Frau Averbukh, Israels Premierminister Benjamin Netanjahu hat angekündigt, jüdische Siedlungen im Westjordanland zu annektieren. Was würde das für die Zweistaatenlösung bedeuten?

Man muss unterscheiden zwischen einem Wahlversprechen und dem, was auch eingehalten wird. Manche Parteien, die eine Annexion der Siedlungen unterstützen würden, ziehen vermutlich nicht in die Knesset ein. Außerdem hängt dieser Schritt sehr stark an den USA. Israel würde diesen ohne den Beistand von US-Präsident Donald Trump nicht wagen können. Sollte es zu einer Annexion kommen, wäre die Zweistaatenlösung vom Tisch. Das ist sie aber wahrscheinlich auch ohne die Annexion. Von den künftigen Knesset-Parteien gibt es nur noch wenige, die sich dafür aussprechen. Das ist eine Minderheit.

Würde Trump die Annexion im Westjordanland mittragen?

Trump hat sich unklar ausgedrückt: Der Präsident sagte, ihm ist eine Zweistaatenlösung genauso recht wie eine Einstaatlösung, wenn sich die Konfliktparteien einigen würden. Außerdem hat er einen Jahrhundertdeal angekündigt, von dem wir nicht wissen, wie dieser aussieht. Trump wäre einer künftigen rechten israelischen Regierung wohlgesonnen. Es gibt also auch die Wahrscheinlichkeit, dass er eine Annexion billigen würde.

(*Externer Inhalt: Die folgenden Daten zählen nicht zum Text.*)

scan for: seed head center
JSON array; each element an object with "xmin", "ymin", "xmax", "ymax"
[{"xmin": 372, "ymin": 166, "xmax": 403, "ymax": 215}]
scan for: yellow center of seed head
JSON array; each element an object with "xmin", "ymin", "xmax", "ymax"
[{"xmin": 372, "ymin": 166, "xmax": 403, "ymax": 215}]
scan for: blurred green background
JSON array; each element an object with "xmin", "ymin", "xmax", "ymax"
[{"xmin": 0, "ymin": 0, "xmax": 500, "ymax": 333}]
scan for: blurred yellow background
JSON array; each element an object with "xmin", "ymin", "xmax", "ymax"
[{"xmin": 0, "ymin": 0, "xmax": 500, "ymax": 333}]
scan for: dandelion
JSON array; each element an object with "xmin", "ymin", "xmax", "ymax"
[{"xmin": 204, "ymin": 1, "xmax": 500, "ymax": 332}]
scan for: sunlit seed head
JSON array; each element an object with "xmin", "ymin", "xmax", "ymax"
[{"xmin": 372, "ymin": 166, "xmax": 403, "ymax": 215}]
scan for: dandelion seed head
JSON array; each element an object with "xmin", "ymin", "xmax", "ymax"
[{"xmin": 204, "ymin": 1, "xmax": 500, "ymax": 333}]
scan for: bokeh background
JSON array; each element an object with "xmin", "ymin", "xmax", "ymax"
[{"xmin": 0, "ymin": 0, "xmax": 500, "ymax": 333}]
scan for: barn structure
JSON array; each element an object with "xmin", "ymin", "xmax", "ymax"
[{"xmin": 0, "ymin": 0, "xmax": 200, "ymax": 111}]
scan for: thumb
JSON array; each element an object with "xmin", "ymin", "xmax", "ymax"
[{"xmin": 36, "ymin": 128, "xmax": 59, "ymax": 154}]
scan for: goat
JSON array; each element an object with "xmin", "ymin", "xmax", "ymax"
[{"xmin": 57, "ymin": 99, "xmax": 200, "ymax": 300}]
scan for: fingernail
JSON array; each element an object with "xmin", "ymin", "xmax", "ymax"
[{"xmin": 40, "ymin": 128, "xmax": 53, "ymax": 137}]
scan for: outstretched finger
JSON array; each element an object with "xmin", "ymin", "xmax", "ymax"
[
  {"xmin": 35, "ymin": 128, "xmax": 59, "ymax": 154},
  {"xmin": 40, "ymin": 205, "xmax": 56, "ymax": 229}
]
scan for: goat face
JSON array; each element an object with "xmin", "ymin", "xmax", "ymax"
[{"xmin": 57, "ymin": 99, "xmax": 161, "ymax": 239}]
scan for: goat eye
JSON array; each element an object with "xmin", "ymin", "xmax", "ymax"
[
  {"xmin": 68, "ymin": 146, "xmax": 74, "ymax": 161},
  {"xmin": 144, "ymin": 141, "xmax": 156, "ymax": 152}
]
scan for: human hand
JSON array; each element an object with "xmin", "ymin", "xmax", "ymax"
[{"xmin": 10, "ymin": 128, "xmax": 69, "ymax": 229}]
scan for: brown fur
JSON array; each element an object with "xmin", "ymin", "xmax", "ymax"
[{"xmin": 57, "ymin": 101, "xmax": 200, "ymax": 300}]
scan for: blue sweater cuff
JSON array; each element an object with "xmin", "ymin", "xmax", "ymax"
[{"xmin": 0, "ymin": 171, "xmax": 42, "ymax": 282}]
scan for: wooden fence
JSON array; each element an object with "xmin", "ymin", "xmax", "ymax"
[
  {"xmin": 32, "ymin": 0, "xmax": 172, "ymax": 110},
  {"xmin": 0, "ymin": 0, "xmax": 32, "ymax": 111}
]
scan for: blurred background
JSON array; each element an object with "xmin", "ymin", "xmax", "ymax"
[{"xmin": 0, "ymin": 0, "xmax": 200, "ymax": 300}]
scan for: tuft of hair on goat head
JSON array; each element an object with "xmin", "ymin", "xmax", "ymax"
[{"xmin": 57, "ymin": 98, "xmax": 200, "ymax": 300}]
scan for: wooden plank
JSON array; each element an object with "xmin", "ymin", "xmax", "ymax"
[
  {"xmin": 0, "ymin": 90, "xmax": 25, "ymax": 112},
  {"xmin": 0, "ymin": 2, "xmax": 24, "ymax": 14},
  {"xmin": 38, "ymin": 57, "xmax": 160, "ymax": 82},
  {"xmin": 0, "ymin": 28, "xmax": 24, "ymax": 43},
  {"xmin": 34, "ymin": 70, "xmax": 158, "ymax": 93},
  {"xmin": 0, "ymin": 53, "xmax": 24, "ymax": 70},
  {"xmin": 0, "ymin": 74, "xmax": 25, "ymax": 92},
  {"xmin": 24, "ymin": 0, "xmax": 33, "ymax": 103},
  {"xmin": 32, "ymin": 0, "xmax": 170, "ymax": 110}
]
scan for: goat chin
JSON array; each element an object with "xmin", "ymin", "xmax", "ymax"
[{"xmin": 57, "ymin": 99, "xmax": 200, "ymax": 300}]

Wie wird sich die Beziehung von Israel zu Deutschland entwickeln?

Erstmal hat sich nicht viel verändert. Das Wahlergebnis war abzusehen. Aufgrund von Netanjahus Wahlkampagne hat sich der Diskurs vielleicht ein wenig dramatisiert. Wir wissen aber nicht, welche Wahlversprechen er einhalten wird. Wahrscheinlich bleiben die Beziehungen erstmal gleich: also angespannt. Sollte es aber tatsächlich zur angekündigten Annexion kommen, müssten Deutschland und alle anderen europäischen Partner, die sich eine Zweistaatenlösung wünschen, klar Stellung beziehen.

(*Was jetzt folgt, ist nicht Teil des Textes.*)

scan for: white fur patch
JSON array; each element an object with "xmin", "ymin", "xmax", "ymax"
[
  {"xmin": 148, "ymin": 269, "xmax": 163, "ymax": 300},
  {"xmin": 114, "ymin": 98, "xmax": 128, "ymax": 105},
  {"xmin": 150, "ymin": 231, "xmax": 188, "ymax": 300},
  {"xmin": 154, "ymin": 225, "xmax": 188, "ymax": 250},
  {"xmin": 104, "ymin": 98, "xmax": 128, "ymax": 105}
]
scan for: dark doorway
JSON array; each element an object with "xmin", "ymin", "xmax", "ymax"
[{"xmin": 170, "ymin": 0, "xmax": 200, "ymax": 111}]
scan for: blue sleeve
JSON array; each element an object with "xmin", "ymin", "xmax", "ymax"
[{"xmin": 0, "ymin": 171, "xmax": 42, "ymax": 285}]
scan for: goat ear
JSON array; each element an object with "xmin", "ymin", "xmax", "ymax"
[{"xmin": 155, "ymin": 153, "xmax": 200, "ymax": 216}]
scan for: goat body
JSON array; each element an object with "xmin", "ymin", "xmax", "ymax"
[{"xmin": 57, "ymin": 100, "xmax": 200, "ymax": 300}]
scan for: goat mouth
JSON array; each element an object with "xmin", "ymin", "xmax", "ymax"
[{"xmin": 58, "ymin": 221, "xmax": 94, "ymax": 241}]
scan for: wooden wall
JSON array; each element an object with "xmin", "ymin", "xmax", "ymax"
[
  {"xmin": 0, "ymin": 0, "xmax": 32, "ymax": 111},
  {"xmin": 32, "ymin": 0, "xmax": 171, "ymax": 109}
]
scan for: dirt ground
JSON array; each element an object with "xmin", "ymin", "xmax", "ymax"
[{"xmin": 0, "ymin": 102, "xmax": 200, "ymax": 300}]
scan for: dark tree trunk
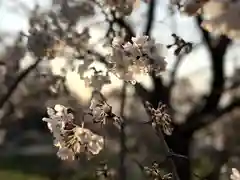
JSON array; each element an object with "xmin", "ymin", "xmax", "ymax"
[{"xmin": 166, "ymin": 131, "xmax": 191, "ymax": 180}]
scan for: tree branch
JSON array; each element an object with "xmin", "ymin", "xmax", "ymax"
[
  {"xmin": 144, "ymin": 0, "xmax": 156, "ymax": 36},
  {"xmin": 0, "ymin": 58, "xmax": 42, "ymax": 109},
  {"xmin": 180, "ymin": 16, "xmax": 231, "ymax": 135}
]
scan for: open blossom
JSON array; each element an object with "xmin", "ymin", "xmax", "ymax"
[
  {"xmin": 110, "ymin": 36, "xmax": 166, "ymax": 84},
  {"xmin": 43, "ymin": 105, "xmax": 103, "ymax": 160}
]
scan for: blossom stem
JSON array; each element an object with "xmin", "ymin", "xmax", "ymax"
[{"xmin": 119, "ymin": 82, "xmax": 127, "ymax": 180}]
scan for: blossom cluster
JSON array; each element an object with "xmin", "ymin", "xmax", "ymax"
[
  {"xmin": 176, "ymin": 0, "xmax": 240, "ymax": 39},
  {"xmin": 43, "ymin": 105, "xmax": 104, "ymax": 160},
  {"xmin": 109, "ymin": 36, "xmax": 166, "ymax": 84}
]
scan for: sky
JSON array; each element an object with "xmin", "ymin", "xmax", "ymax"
[{"xmin": 0, "ymin": 0, "xmax": 239, "ymax": 91}]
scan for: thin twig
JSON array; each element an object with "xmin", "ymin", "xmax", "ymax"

Netanjahu soll wegen Korruption angeklagt werden. Halten Sie es für wahrscheinlich, dass er die Amtszeit übersteht?

Er könnte stolpern über diese Korruptionsvorwürfe. Er müsste jedoch nicht zurücktreten, wenn er sich über den rechtlichen Weg Immunität versichert. Es gibt den Versuch, in Israel ein entsprechendes Gesetz zu verabschieden. Er könnte also Premierminister bleiben, auch wenn sich die Korruptionsvorwürfe erhärten. Es könnte aber auch sein, dass Netanjahu jetzt eine Koalition auf die Beine stellt und wenn er den Zeitpunkt für reif hält, die Bühne selbst verlässt. Das sind aber alles Spekulationen.

Was wäre Ihrer Meinung nach eine Lösung für den Nahostkonflikt?

Mein Wunsch wäre die Zweistaatenlösung, mit zwei souveränen Staaten Seite an Seite. Das ist auch die einzige Lösung, die nach internationalem Recht akzeptabel ist. Da bin ich allerdings sehr pessimistisch.